Search code examples
c++socketskqueue

Understanding kqueue in TCP


I am following tutorials about kqueue (specifically http://eradman.com/posts/kqueue-tcp.html and https://wiki.netbsd.org/tutorials/kqueue_tutorial/), and there are parts I don't understand. Here's my (edited) code:

// assume internal_socket is listening
void run_server(int internal_socket) {
    const int nchanges = 1;
    const int nevents = BACKLOG;

    struct kevent change_list[nchanges];
    struct kevent event_list[nevents];

    int kq = kqueue();

    if (kq == -1) {
        // error
    }

    EV_SET(&change_list, sock_internal, EVFILT_READ, EV_ADD, 0, 0, 0);

    while (true) {
        int nev = kevent(kq, change_list, nchanges, event_list, nevents, NULL);

        if (nev == -1) {
            // error
        }

        for (int i = 0; i < nev; ++i) {
            if (event_list[i].flags & EV_EOF) {
                int fd = event_list[i].ident;
                EV_SET(&change_list, fd, EVFILT_READ, EV_DELETE, 0, 0, NULL);
                if (kevent(kq, &change_list, nchanges, NULL, 0, NULL) == -1) {
                    // error
                }
                close(fd);
            } else if (event_list[i].ident == sock_internal) {
                int fd = accept(event_list[i].ident, ...);
                // do stuff
            } else if (event_list[i].flags == EVFILT_READ) {
                int bytes_read = recv(event_list[i].ident, ...);
                // do stuff
            }
        } // for
    } // while (true)
} // func

I don't understand:

  1. Am I right to set nevents = BACKLOG i.e. the number of concurrent connections? If not, what should nevents be?

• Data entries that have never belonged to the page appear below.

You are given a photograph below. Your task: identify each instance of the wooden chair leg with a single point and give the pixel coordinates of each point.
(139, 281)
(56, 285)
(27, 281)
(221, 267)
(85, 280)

  2. Why do I check event_list[i].flags & EV_EOF? My best guess is if the connection failed while the socket was sitting in the queue, then I want to remove that socket from the queue? But why do I call kevent again?

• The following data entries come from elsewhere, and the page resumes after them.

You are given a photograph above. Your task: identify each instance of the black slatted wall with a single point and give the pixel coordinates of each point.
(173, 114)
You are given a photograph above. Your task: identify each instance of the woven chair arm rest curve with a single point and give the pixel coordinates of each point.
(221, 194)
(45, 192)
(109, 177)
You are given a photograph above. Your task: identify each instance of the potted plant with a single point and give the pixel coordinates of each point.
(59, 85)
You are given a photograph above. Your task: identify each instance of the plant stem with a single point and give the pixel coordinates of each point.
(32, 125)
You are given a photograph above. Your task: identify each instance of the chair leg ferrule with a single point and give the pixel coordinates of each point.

  3. In the same section as the previous point, I call close(fd). Is that correct? The eradman tutorial has some extra witchcraft but I don't understand why.

  4. If I understand correctly, kqueue could return when I am ready to read a partial message. How do I know when the message is complete?

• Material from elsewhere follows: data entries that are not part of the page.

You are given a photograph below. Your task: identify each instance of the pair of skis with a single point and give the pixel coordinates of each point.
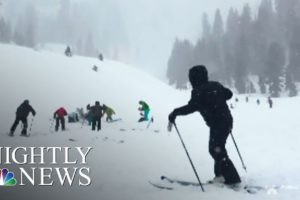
(168, 183)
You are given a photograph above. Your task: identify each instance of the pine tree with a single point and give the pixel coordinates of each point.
(276, 60)
(290, 85)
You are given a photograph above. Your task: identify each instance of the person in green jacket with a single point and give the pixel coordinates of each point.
(109, 113)
(145, 109)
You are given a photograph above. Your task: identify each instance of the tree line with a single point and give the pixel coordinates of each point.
(253, 53)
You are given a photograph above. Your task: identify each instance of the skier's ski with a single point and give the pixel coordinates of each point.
(150, 122)
(249, 188)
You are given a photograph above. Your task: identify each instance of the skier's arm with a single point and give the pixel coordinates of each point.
(32, 111)
(185, 110)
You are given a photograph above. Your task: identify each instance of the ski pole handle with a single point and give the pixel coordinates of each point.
(170, 126)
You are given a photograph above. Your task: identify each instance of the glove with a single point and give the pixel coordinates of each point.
(172, 118)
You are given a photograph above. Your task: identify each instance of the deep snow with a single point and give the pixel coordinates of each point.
(268, 138)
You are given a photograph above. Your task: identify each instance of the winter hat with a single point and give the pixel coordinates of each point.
(198, 75)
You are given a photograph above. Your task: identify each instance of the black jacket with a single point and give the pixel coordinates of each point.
(24, 109)
(96, 110)
(210, 100)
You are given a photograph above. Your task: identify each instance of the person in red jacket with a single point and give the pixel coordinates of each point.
(59, 115)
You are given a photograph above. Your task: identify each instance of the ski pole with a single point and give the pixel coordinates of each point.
(188, 155)
(82, 122)
(237, 149)
(52, 122)
(30, 128)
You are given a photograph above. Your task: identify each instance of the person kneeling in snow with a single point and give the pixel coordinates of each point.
(145, 110)
(59, 116)
(21, 115)
(109, 113)
(209, 98)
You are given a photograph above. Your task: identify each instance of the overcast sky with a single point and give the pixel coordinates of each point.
(153, 25)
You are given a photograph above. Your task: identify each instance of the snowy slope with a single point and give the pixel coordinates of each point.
(123, 162)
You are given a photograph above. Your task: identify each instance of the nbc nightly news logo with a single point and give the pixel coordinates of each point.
(45, 166)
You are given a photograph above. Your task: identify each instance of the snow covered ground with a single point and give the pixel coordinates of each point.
(123, 162)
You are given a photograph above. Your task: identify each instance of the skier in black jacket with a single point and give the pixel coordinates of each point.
(96, 112)
(21, 115)
(209, 98)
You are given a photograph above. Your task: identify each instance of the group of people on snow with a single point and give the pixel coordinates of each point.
(207, 97)
(93, 116)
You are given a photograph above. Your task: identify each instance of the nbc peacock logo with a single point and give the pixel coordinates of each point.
(7, 178)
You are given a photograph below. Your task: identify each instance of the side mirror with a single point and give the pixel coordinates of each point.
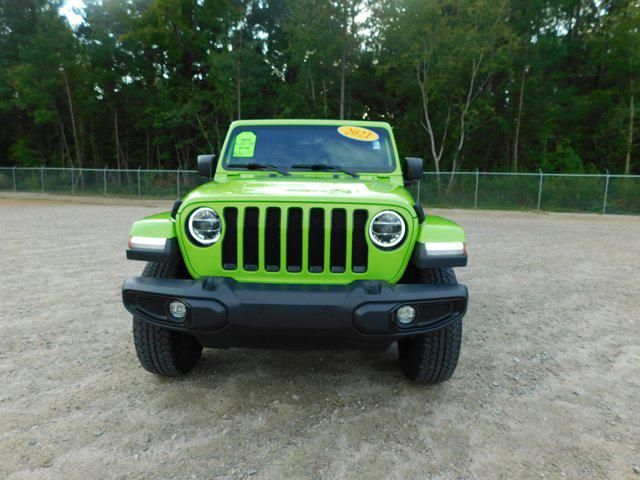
(206, 166)
(413, 169)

In case it's relevant, I'm working on OS X.


Solution

  • Quick thoughts about the code / questions:

    1. No.

      There's no requirement that BACKLOG == nevents.

      You can pick the events out of the queue one at a time or dozens at a time, it's mostly about your preference and minimizing system calls vs. memory/stack space.

      It's also not very often that you would have all the connections simultaneously firing events... there's no real point in spending that much memory - especially when you consider large concurrency, might mean the large memory might cause cache misses and possibly incur performance penalties.

    2. EV_EOF

      Filters may set this flag to indicate filter-specific EOF condition

      Which means you must specify a filter that might raise this flag. Which filters do that? are these events you're listening for?

      You can find these in the man page

      One example, in sockets, is when the client disconnects the read capacity but leaves the write capacity of the socket in place. Than, the EVFILT_WRITE filter (if set) will invoke the EV_EOF flag.

      Personally, I think these edge cases can be checked when write fails instead of having an event raised.

    3. calling close is reasonable... really depends on what you want. I might keep th connection only to read data. Or maybe invoke shutdown, as it's considered more polite (but probably doesn't matter all that much these days).

    4. You don't. This isn't a TCP/IP concern.

      Message wrapping should be performed by the protocol being implemented (i.e. Websockets / HTTP). Each protocol has a different message wrapping / completion design.

      The TCP/IP layer wraps packets. In the wild, these are often limited to 1500 bytes and many parts of the internet run on 576 bytes. You can google MTU for more information.

    Side-Note:

    • You probably want to add new clients to the kqueue.

    • I would consider resetting the nchanges value every cycle.